The Jets are still trotting out Mark Sanchez as their starting quarterback, with all the expected results. The incumbent starter has yet to complete much more than check downs, averaging less than 5 yards per pass so far. Accuracy was an issue for Sanchez in the spring, and working under constant pressure from his right side will only make it worse.
All of the Jets' offseason moves since acquiring Tim Tebow point toward the media darling eventually replacing Sanchez. Drafting Hill gives them a receiver well-versed in the option section of the playbook and a downfield target for Tebow. Sparano knows those chapters of the playbook better than anyone in the league, and will also make the wildcat offense a regular feature.
Sparano's offense has yet to score a touchdown through two preseason games. The running game has done nothing to inspire confidence that it will be enough for the Jets to keep the Jets competitive along with their defense. Preseason or not, it points to bigger foundational problems.
There are problems on the defensive side of the ball as well. Between 2010 and 2011, the Jets' defense went from an average of 19 points per game allowed to 22.7 points per game. Part of last season's struggles had to do with the pass rush. Jets GM Mike Tannenbaum spent a first-round pick on Quinton Coples to address that. Nose tackle Sione Pouha, 33, is out for the preseason with a bad back. He has been a cornerstone player for the Jets defense.
The offense, the injuries and a poorly handled quarterback situation may not be the biggest problem facing the Jets this year.
The Jets' biggest problem, next to their on-field product, is their image, and they have nobody to blame but themselves. All you needed to know about the Tebow-Sanchez dynamic is that Tebow entered not only to cheers with 11:52 left in the third quarter, the public address voice announced his name with conviction ...

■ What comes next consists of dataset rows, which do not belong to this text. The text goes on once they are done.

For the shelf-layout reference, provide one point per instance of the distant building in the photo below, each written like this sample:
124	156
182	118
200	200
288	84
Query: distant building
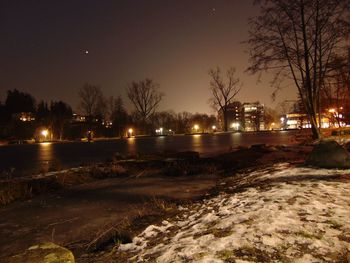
234	116
253	116
78	118
23	116
246	116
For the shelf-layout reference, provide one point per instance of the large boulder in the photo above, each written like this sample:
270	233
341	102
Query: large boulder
44	253
329	154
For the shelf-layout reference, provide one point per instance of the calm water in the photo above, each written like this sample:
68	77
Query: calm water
34	158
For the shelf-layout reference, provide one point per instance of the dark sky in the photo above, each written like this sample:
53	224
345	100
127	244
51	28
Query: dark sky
175	42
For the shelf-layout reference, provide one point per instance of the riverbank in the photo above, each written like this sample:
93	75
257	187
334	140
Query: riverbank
92	217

To be fair, we'll see what kind of weapon Tebow can become once the Wildcat is fully unleashed, but it's painfully obvious that Sanchez -- the Jets drafted him fifth overall in 2009 after trading up, and gave him a three-year extension off his worst professional season -- is being set up to fail.
Expectations are as high as they have been, with the anxiety turned up a notch in the wake of a disappointing season and a woefully mishandled quarterback situation. All signs point to a bumpy start. Four of their first five games are tough matchups against the Bills, Steelers and 49ers. It will require some finesse from the leadership to hold things together.
Rex Ryan was wise to drop the cocksure side of his public personality. Audiences delight in seeing the boastful fail. Ryan will likely face his toughest test yet trying to reign in a circus atmosphere that could throw things into total chaos at the first signs of struggle. If he fails at that task, the Jets will have to make wholesale changes in 2013.